Unitat de Farmacologia, Facultat de Medicina, Departament de Patologia i Terapèutica Experimental, Universitat de Barcelona, L'Hospitalet de Llobregat, Barcelona, Spain.
J Neurochem. 2012 Nov;123(3):373-84. doi: 10.1111/j.1471-4159.2012.07956.x. Epub 2012 Sep 28.
In the CNS, an antagonistic interaction has been shown between adenosine A(2A) and dopamine D(2) receptors (A(2A)Rs and D(2)Rs) that may be relevant both in normal and pathological conditions (i.e., Parkinson's disease). Thus, the molecular determinants mediating this receptor-receptor interaction have recently been explored, as the fine tuning of this target (namely the A(2A)R/D(2)R oligomer) could possibly improve the treatment of certain CNS diseases. Here, we used a fluorescence resonance energy transfer-based approach to examine the allosteric modulation of the D(2)R within the A(2A)R/D(2)R oligomer and the dependence of this receptor-receptor interaction on two regions rich in positive charges on intracellular loop 3 of the D(2)R. Interestingly, we observed a negative allosteric effect of the D(2)R agonist quinpirole on A(2A)R ligand binding and activation. However, these allosteric effects were abolished upon mutation of specific arginine residues (217-222 and 267-269) on intracellular loop 3 of the D(2)R, thus demonstrating a major role of these positively charged residues in mediating the observed receptor-receptor interaction. Overall, these results provide structural insights to better understand the functioning of the A(2A)R/D(2)R oligomer in living cells.

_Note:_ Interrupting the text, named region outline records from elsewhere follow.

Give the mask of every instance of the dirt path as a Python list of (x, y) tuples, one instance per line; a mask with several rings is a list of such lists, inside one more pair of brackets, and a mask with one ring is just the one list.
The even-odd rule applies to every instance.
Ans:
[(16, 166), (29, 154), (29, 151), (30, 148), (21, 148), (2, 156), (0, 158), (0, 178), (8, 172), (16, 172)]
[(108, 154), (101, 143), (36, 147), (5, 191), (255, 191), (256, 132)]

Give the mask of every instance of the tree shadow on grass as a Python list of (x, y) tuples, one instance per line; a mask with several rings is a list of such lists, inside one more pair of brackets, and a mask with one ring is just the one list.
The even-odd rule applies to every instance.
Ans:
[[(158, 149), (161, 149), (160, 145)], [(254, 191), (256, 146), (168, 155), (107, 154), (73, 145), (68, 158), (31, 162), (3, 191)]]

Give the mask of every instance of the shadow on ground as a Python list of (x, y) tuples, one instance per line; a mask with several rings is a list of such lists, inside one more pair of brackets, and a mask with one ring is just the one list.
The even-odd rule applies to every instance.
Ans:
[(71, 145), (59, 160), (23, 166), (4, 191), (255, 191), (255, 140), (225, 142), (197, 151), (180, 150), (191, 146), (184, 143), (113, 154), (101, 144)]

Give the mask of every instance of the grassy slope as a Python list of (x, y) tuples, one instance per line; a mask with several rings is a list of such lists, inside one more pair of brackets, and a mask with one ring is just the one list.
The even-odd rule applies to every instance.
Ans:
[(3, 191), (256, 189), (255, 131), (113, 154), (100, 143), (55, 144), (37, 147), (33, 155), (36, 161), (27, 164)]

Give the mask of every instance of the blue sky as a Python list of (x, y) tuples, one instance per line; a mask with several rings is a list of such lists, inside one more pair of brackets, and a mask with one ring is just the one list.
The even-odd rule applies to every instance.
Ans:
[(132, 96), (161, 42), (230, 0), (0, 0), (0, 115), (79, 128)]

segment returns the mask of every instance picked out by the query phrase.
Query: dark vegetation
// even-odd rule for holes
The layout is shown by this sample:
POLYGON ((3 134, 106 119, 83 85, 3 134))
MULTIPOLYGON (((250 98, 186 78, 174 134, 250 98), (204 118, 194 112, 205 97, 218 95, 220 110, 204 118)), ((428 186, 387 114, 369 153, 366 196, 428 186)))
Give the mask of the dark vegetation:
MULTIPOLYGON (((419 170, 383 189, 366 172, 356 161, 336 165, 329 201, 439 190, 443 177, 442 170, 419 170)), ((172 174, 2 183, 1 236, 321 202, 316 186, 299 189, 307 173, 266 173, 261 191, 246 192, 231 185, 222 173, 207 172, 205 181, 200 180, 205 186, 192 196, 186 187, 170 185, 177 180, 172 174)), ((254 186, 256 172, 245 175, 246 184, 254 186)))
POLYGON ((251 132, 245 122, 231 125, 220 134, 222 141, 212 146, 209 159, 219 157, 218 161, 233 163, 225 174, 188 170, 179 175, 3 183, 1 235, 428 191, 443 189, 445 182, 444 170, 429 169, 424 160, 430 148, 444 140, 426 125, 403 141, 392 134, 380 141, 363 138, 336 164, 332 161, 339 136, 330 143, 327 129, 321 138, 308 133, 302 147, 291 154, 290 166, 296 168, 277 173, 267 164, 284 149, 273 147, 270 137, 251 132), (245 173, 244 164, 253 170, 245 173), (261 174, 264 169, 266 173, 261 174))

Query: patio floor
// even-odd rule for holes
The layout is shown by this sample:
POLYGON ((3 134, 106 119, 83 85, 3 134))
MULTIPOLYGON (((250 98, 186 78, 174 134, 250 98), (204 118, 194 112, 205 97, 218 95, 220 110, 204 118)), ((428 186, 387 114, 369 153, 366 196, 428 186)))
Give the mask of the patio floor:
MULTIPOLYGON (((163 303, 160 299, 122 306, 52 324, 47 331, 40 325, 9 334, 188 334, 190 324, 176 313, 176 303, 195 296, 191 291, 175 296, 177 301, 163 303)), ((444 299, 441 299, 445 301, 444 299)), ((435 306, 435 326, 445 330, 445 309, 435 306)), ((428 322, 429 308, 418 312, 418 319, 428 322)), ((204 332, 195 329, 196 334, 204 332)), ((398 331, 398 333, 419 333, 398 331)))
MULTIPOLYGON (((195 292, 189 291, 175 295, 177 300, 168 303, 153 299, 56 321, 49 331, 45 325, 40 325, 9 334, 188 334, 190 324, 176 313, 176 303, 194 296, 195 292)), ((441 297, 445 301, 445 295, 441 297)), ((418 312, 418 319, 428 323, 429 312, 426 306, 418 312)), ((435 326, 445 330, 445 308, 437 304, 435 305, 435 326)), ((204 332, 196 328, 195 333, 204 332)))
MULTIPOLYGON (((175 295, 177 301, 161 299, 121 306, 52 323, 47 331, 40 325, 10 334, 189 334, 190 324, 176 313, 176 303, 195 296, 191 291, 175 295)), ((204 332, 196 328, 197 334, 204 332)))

在中枢神经系统中,已显示腺苷 A(2A) 和多巴胺 D(2) 受体 (A(2A)R 和 D(2)R) 之间存在拮抗相互作用,这在正常和病理条件下(即帕金森病)可能都很重要。因此,最近已经探索了介导这种受体-受体相互作用的分子决定因素,因为对该靶标的精细调节(即 A(2A)R/D(2)R 寡聚体)可能会改善某些中枢神经系统疾病的治疗效果。在这里,我们使用基于荧光共振能量转移的方法来检查 A(2A)R/D(2)R 寡聚体中 D(2)R 的变构调节以及这种受体-受体相互作用对 D(2)R 细胞内环 3 中富含正电荷的两个区域的依赖性。有趣的是,我们观察到 D(2)R 激动剂喹吡罗尔对 A(2A)R 配体结合和激活的负变构效应。然而,当 D(2)R 细胞内环 3 上的特定精氨酸残基(217-222 和 267-269)发生突变时,这些变构效应被消除,因此证明这些带正电荷的残基在介导观察到的受体-受体相互作用中起主要作用。总体而言,这些结果提供了结构见解,有助于更好地理解活细胞中 A(2A)R/D(2)R 寡聚体的功能。